Let’s learn algorithms!

Posted by – February 2, 2019

In Scala, of course… a new series of articles begins

Back in the day (circa 2011), I cut my teeth on Java participating in algorithm competitions on a site called TopCoder. There was a cool little applet you would download, and you used it to navigate problems, enter your code, run tests, check out other people’s solutions, etc. I wrote a parser for the problems in the form of a Swing application that would spit out fully formed Scala test scripts and code templates, which allowed me to tackle the problems in Scala as well, which was rather neat… if I say so myself. I wasn’t very highly rated, and by “participating”, I mean mainly tackling the problem sets post facto in my own sweet time, but it was good fun, somewhat addicitive, and a way to keep the coding skills sharp. I must have done hundreds of them.
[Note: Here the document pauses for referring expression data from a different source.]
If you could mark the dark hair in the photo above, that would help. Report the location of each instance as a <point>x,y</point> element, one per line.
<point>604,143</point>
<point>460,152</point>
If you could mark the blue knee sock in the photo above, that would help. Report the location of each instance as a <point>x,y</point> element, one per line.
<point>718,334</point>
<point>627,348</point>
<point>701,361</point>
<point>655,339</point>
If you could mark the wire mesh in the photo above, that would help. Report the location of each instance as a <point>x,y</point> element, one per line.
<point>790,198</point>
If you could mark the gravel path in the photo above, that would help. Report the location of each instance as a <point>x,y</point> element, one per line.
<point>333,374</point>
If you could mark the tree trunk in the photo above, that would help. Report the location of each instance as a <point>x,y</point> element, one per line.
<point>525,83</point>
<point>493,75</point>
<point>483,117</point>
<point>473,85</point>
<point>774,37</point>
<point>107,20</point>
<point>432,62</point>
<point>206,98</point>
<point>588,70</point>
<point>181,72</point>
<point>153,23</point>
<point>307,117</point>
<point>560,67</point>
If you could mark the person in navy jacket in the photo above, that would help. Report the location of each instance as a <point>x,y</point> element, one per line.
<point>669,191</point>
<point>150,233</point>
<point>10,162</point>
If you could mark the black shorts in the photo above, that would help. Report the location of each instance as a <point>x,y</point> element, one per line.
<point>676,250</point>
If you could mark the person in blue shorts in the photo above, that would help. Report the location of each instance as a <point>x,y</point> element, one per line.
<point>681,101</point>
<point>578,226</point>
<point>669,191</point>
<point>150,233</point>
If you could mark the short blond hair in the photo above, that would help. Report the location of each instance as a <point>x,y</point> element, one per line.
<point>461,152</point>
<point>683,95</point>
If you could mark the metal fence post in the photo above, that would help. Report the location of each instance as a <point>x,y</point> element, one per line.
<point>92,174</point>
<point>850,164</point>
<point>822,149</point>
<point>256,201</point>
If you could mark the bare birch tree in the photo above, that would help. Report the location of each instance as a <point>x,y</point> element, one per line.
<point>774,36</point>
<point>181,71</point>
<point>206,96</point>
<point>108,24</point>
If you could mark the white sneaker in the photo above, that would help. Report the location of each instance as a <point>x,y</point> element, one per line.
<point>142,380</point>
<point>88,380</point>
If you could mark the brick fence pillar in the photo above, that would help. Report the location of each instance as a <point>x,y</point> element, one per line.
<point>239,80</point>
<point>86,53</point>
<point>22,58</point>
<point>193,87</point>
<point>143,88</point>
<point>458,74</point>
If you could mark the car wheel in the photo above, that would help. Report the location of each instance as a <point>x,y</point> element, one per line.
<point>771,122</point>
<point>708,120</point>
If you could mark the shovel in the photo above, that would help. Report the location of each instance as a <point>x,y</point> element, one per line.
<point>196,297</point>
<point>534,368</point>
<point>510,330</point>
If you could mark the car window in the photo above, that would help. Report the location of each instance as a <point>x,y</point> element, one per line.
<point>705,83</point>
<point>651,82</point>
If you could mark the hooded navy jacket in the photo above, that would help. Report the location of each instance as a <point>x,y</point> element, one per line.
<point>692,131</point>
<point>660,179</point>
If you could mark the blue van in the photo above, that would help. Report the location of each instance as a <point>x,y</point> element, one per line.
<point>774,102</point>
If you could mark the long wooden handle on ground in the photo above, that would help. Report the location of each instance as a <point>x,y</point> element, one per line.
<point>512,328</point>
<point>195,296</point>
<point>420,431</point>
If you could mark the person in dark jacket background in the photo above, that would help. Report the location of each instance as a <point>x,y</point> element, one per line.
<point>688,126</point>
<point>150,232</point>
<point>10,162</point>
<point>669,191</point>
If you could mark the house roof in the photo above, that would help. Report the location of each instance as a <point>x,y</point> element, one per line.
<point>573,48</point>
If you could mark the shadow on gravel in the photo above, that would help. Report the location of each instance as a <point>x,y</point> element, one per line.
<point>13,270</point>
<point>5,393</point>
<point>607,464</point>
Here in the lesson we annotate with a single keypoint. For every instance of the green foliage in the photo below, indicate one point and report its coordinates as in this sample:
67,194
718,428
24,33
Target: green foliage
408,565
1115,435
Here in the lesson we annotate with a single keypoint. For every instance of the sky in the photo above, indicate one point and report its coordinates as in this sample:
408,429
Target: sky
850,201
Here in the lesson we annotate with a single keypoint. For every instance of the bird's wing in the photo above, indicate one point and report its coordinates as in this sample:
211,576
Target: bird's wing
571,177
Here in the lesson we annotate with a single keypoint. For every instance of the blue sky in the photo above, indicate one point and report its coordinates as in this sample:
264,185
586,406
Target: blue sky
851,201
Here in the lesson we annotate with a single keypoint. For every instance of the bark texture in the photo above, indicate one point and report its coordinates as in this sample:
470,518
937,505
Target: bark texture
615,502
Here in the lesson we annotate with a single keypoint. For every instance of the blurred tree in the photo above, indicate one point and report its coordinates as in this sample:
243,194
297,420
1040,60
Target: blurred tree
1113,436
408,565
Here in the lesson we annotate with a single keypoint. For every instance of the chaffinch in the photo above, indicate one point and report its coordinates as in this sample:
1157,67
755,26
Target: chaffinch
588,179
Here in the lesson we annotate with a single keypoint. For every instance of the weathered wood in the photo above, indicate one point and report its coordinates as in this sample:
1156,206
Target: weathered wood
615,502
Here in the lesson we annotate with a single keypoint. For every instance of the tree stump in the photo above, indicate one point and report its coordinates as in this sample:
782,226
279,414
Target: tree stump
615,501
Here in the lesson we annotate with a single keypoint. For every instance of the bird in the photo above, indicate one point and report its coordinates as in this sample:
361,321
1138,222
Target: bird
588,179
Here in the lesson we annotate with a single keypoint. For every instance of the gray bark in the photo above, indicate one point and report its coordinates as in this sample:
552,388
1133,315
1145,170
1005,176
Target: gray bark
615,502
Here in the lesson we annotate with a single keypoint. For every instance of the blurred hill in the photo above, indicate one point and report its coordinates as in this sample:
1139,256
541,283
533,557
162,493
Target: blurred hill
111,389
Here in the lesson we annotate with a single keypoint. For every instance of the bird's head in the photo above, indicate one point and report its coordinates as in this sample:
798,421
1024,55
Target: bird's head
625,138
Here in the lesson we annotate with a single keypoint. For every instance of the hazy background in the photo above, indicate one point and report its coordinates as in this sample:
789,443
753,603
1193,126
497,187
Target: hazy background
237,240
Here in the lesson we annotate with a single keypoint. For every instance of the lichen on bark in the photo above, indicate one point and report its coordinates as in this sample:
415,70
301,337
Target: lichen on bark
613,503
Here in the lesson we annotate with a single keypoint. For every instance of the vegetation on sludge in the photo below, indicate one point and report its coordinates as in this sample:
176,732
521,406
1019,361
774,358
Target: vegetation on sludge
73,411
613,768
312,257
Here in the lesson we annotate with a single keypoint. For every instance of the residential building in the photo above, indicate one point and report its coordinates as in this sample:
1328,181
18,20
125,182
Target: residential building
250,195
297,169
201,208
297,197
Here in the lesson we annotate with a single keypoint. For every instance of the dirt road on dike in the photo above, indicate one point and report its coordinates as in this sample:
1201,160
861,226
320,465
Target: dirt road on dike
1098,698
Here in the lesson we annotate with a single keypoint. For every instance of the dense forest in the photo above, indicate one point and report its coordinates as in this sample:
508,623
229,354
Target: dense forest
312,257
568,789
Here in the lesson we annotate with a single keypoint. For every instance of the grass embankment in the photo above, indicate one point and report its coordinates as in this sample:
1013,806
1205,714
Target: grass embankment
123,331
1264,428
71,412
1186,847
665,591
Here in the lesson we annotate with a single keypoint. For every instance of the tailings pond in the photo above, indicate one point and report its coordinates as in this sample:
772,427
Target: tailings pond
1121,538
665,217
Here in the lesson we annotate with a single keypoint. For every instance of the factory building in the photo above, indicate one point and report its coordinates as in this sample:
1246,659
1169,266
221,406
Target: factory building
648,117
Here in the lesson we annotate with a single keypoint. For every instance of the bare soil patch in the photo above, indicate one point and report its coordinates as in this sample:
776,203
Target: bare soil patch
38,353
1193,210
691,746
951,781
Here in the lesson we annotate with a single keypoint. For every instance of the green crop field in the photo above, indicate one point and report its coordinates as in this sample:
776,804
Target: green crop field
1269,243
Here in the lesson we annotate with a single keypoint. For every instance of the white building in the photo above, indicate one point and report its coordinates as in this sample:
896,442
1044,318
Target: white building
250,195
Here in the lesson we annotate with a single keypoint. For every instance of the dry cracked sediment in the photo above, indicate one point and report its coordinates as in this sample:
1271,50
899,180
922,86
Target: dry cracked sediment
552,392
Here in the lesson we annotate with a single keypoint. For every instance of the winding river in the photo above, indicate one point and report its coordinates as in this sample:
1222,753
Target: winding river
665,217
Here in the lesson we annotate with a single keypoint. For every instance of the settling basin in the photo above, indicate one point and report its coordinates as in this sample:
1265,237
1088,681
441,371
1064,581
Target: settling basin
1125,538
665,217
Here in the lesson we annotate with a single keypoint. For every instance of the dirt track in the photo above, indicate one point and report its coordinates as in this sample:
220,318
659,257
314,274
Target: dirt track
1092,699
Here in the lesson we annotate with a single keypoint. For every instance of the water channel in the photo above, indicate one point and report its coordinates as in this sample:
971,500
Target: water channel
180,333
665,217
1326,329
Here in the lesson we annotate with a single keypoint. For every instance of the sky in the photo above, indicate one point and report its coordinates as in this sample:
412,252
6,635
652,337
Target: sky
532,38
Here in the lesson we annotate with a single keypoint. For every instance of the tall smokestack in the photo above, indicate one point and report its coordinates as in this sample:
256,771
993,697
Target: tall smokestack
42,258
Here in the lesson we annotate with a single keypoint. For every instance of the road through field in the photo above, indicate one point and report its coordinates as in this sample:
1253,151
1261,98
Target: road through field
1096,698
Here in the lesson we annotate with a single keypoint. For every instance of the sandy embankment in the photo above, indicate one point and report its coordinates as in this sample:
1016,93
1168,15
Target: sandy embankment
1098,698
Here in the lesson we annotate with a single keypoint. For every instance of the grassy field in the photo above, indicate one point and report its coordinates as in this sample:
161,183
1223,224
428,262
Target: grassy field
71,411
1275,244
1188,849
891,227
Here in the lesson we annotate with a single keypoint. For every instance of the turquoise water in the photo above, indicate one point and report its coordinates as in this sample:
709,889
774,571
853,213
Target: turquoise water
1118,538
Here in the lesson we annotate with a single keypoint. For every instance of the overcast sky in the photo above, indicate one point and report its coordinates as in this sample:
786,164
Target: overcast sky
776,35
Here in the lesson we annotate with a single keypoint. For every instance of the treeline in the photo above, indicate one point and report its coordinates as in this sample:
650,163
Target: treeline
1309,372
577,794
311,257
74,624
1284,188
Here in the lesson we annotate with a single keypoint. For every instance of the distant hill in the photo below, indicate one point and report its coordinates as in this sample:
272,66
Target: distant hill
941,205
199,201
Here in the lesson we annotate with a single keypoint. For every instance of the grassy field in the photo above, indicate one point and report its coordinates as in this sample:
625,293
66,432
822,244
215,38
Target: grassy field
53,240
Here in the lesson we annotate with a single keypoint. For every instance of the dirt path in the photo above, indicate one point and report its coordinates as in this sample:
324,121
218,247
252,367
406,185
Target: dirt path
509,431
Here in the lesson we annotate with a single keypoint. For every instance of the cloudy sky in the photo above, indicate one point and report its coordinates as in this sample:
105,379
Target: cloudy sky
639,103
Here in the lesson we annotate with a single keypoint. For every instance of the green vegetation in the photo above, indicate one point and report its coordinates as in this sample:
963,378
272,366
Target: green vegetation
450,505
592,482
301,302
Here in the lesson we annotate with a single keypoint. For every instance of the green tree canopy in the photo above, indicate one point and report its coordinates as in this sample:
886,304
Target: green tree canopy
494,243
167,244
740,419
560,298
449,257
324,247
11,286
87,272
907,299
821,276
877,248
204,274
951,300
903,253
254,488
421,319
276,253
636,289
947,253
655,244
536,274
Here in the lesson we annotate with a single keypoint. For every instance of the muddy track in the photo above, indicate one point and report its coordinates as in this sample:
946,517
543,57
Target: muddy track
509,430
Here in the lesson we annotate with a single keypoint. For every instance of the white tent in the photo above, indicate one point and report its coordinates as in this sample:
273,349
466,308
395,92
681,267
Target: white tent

Well, applets went out of fashion, and TopCoder went into terminal decline (they have their problems on a website now, but it er… doesn’t really work). Fortunately there are a bunch of similar sites that have sprung up in the meantime, one of the best of which is CodeForces. Its interface is a bit less friendly for JVM programmers (everything’s done in strings via the standard in and out, which requires a bit of rather tedious parsing and formatting kerfuffle, rather than filling the gaps in a method with a provided signature and return type), but it does support a wider range of languages including Scala, and some more “out-there” ones like Rust, Kotlin, and Node.js. So I’ve been playing around with those competitions lately instead.

Now I seem to do okay on the easier problems, like the ones tagged “brute force” or “implementation”, but I’ve been struggling a bit with the more advanced ones, for instance requiring use of data structures. One that had me scratching my head recently required the use of a “segment tree”. Since you don’t get to use any libraries beyond the standard one, you have to program it yourself during the course of answering the question (or, I guess, if you’ve done it before, cut-and-paste one from your bag of tricks). Lacking a formal computer science education, I’d never heard of a segment tree, which makes it kind of tricky. So far I’ve counted on pretty much working things out myself from first principles each time I see something new – but, given the limited time we have on this planet, and the time it would take to re-invent computer science in my own head, I thought maybe it would be an idea to knuckle down and learn algorithms properly.

“Introduction to Algorithms” (pictured), aka “CLRS” after its authors, is a highly regarded reference book. So I’ve got hold of my own copy, but at over 1200 densely packed pages it’s not something I’m going to fly through in a weekend. I will work through it; one interesting challenge will be to try to implement any exercises in functional style, i.e. without side-effects or mutable state. In the book, the examples are in a Python-esque pseudocode with variables and loops a-go-go.

Another reference for this blog series, will be, which I’m going to call “CPA”, and as the name suggests is a guide to competetive programming algorithms. It is itself a translation of a Russian site (as everyone knows, the best competitors are mostly Russian – they love their C++ out there). There are a LOT of topics, which are listed in alphabetical order rather than from simplest to most complex, so I’ll use CLRS as a guide to learning order, and CPA for some juicy and pertinent examples to tackle in Scala.

There only seem to be a handful of people currently using Scala in these competitions, and their style is mostly imperative. Let’s see if we can take the world of algorithm competitions by storm writing idiomatic Scala. It will be a journey!